Skip to main content

Resize Control Plane

Purpose: For operators, shows how to change CPU/memory for control plane VMs with rolling update procedure.

Prerequisites

  • At least 3 control plane nodes (to maintain quorum during rolling restarts)
  • Terraform configuration for the cluster infrastructure
  • SSH access to control plane nodes
  • A Velero backup or etcd snapshot taken before starting

When to Resize

Resize control plane nodes when:

  • API server response times increase under load
  • etcd latency exceeds 100ms (check via Prometheus: histogram_quantile(0.99, rate(etcd_disk_wal_fsync_duration_seconds_bucket[5m])))
  • Cluster grows beyond the original sizing (more nodes, more pods, more CRDs)
  • Monitoring shows CPU or memory pressure on control plane nodes

Step 1: Update Terraform Configuration

Change the VM flavor or resource allocation:

# infrastructure/clusters/<cluster>/main.tf
# OpenStack example
resource "openstack_compute_instance_v2" "control_plane" {
count = 3
name = "cp-${count.index + 1}"
flavor_name = "m1.xlarge" # Changed from m1.large
# ...
}

For VMware:

resource "vsphere_virtual_machine" "control_plane" {
count = 3
name = "cp-${count.index + 1}"
num_cpus = 8 # Changed from 4
memory = 32768 # 32 GB, changed from 16384
# ...
}

Commit the change to a branch and open a PR.
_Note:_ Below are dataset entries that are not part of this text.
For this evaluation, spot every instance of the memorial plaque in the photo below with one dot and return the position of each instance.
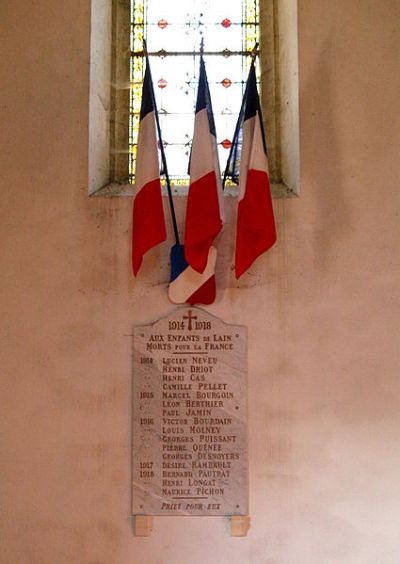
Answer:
(190, 416)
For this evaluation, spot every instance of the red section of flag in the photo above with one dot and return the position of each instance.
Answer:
(256, 231)
(205, 294)
(148, 226)
(203, 220)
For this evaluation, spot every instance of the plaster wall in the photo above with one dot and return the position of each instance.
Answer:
(322, 310)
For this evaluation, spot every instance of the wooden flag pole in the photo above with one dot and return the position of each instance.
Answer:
(163, 157)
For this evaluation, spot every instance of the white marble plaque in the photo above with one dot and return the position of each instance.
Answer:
(190, 416)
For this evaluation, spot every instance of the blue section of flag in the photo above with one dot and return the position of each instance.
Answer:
(250, 108)
(178, 262)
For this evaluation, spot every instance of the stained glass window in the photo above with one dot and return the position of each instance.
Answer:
(173, 31)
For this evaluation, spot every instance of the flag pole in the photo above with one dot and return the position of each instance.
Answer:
(238, 123)
(163, 157)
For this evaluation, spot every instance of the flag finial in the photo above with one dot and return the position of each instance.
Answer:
(254, 52)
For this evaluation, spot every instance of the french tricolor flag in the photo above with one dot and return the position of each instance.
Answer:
(204, 204)
(255, 229)
(193, 264)
(148, 226)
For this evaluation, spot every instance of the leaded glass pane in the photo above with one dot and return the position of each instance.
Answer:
(173, 31)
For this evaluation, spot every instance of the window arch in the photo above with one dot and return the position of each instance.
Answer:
(111, 137)
(173, 31)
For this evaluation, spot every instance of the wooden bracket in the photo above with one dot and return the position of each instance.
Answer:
(240, 524)
(143, 525)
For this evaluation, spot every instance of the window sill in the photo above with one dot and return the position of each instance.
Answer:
(113, 190)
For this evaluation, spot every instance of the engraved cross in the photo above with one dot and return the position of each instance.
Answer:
(190, 317)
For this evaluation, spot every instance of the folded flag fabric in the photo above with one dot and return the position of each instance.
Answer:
(148, 225)
(255, 228)
(204, 204)
(189, 286)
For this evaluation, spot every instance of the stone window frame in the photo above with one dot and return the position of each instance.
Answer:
(109, 97)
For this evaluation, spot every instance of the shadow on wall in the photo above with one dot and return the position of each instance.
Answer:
(332, 212)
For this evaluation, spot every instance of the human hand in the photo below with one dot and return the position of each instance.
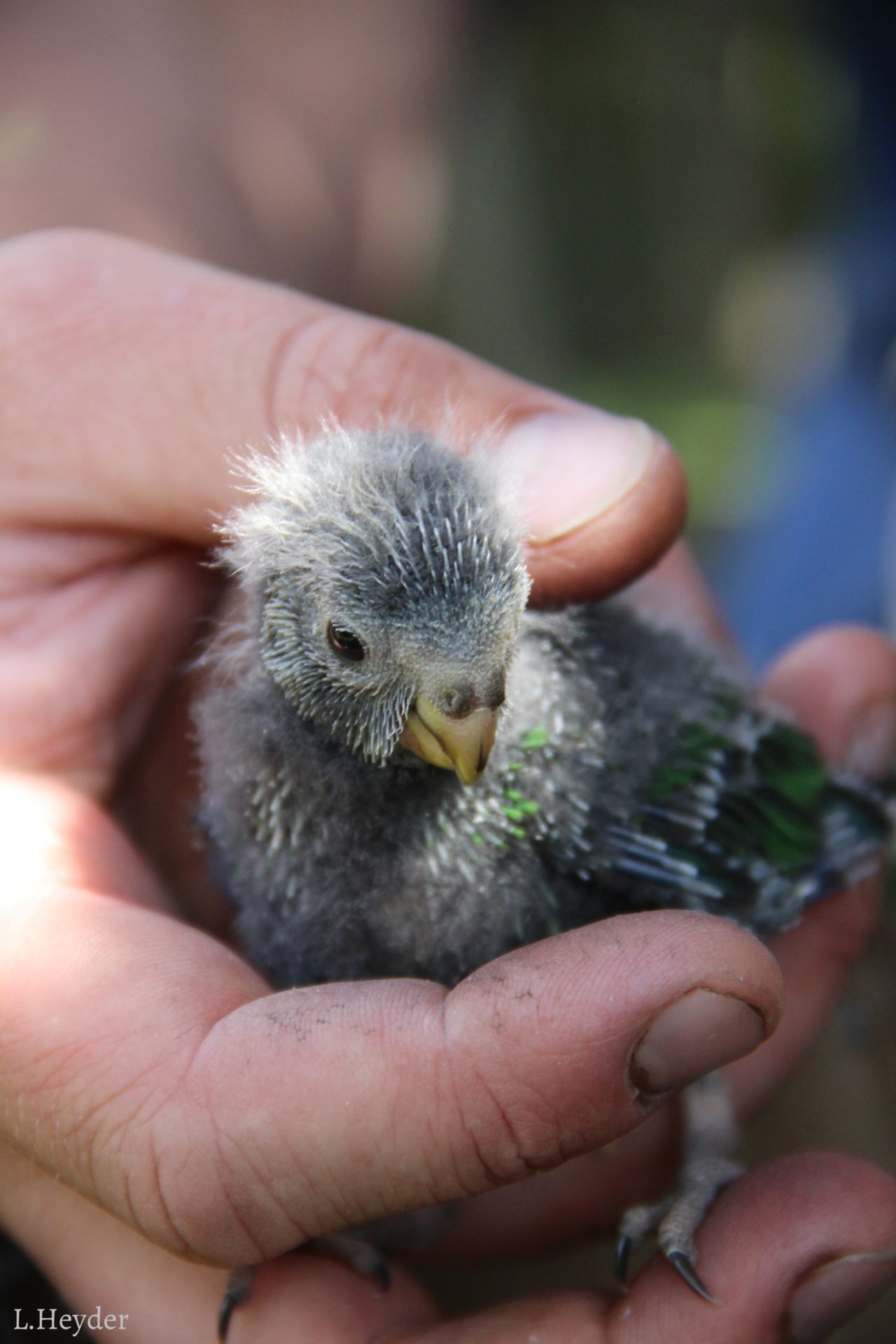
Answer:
(134, 1049)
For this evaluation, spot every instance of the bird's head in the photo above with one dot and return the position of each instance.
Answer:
(388, 589)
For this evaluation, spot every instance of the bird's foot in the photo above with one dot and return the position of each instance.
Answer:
(239, 1287)
(678, 1218)
(355, 1252)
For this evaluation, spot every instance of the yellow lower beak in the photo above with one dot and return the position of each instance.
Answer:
(461, 745)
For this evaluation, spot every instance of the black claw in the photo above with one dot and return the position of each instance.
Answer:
(229, 1306)
(624, 1252)
(239, 1287)
(688, 1273)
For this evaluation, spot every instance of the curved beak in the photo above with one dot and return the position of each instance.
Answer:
(460, 745)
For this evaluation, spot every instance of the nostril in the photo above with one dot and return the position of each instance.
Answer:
(458, 701)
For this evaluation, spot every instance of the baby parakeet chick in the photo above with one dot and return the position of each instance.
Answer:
(406, 773)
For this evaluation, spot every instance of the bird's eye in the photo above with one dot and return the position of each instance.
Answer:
(344, 643)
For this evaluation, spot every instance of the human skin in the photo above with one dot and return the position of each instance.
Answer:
(158, 1105)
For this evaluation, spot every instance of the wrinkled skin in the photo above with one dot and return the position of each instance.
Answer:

Step 2: Rolling Resize (One Node at a Time)

Resize control plane nodes one at a time to maintain etcd quorum and API server availability. Never resize more than one control plane node simultaneously.
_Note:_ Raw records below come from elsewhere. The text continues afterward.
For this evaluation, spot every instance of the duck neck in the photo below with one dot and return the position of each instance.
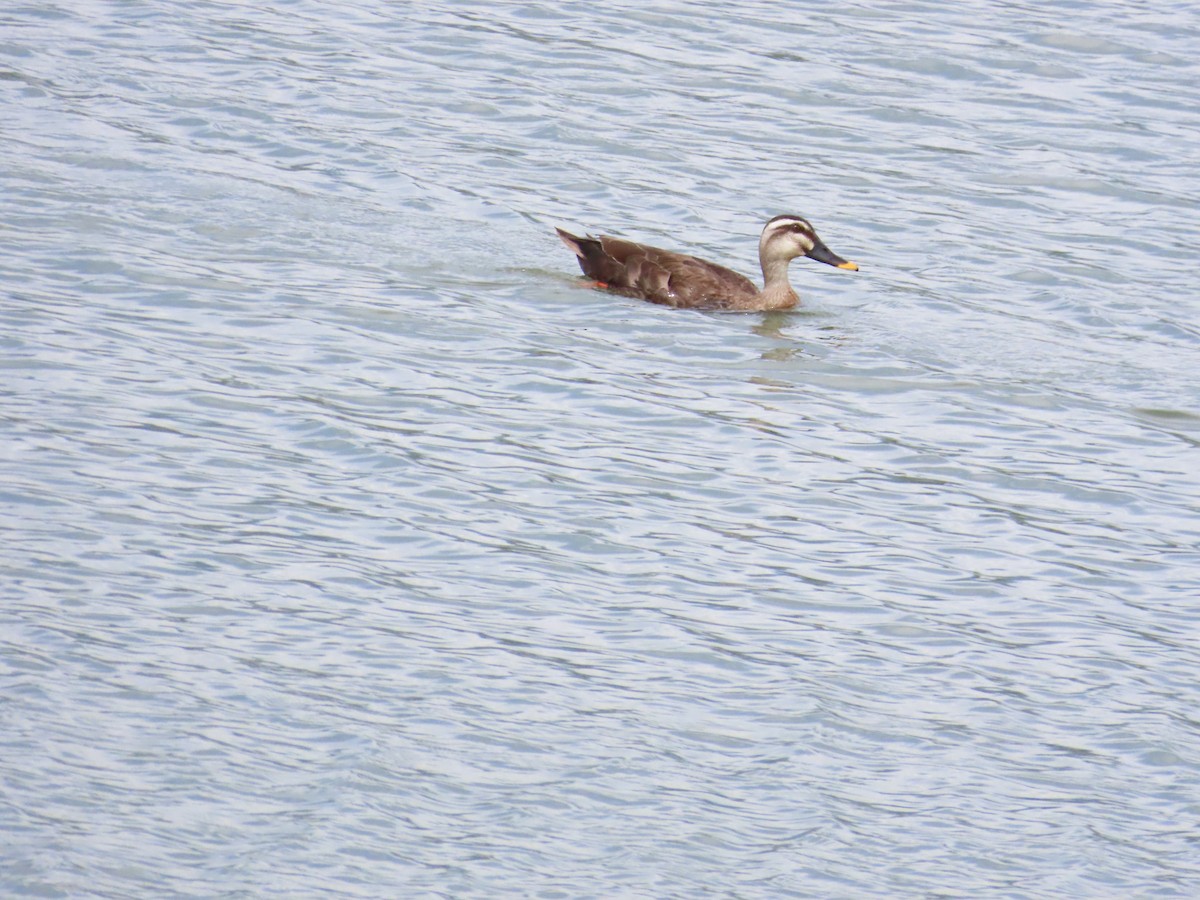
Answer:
(777, 291)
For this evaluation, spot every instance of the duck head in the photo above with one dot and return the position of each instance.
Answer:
(784, 238)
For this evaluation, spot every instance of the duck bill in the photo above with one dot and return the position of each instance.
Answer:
(823, 255)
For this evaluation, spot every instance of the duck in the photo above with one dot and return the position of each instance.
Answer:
(682, 281)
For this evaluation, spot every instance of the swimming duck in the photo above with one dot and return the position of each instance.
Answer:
(676, 280)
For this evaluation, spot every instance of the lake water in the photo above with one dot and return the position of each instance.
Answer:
(353, 547)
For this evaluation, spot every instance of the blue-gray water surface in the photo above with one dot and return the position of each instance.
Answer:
(353, 546)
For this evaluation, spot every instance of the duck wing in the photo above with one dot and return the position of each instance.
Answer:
(659, 275)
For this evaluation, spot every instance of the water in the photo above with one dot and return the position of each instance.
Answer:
(352, 549)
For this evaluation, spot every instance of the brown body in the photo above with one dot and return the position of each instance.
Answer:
(677, 280)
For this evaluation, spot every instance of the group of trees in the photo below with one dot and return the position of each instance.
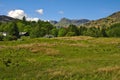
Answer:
(41, 28)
For each control plane node:

# 1. Cordon the node
kubectl cordon cp-1

# 2. Drain workloads (control plane nodes typically run only system pods)
kubectl drain cp-1 --ignore-daemonsets --delete-emptydir-data --timeout=300s

# 3. Shut down the VM and apply the resize
# OpenStack:
openstack server resize <server-id> --flavor m1.xlarge
openstack server resize confirm <server-id>

# VMware: Terraform apply targets the specific node
terraform apply -target='vsphere_virtual_machine.control_plane[0]'

# 4. Wait for the node to come back
kubectl get nodes -w # Watch until cp-1 shows Ready

# 5. Uncordon the node
kubectl uncordon cp-1

# 6. Verify etcd health before proceeding to the next node
ETCDCTL_API=3 etcdctl endpoint health \
--endpoints=https://127.0.0.1:2379 \
--cacert=/etc/ssl/etcd/ssl/ca.pem \
--cert=/etc/ssl/etcd/ssl/node-cp-1.pem \
--key=/etc/ssl/etcd/ssl/node-cp-1-key.pem

Repeat for cp-2 and cp-3, waiting for each node to fully rejoin before proceeding.

Step 3: Verify

# All control plane nodes show Ready with new resources
kubectl get nodes -o wide

# Check allocatable resources reflect the new sizing
kubectl describe node cp-1 | grep -A5 "Allocatable"

# Verify etcd cluster is healthy (all members)
ETCDCTL_API=3 etcdctl endpoint health \
--endpoints=https://192.168.12.20:2379,https://192.168.12.21:2379,https://192.168.12.22:2379 \
--cacert=/etc/ssl/etcd/ssl/ca.pem \
--cert=/etc/ssl/etcd/ssl/admin-$(hostname).pem \
--key=/etc/ssl/etcd/ssl/admin-$(hostname)-key.pem

# Confirm API server is responsive
kubectl get --raw /healthz

# Check FluxCD reconciliation resumed normally
flux get kustomizations -A

Troubleshooting

  • Node does not come back after resize — SSH to the node and check kubelet: journalctl -u kubelet -f. The resize may have changed the network interface name or IP.
  • etcd member unhealthy after restart — Check etcd logs: journalctl -u etcd -f. Disk I/O may be slow during first boot after resize. Wait 2-3 minutes.
  • API server errors during resize — Expected if only 2 of 3 control plane nodes are available. Clients with retries will recover. Verify kube-vip or load balancer is routing to healthy nodes.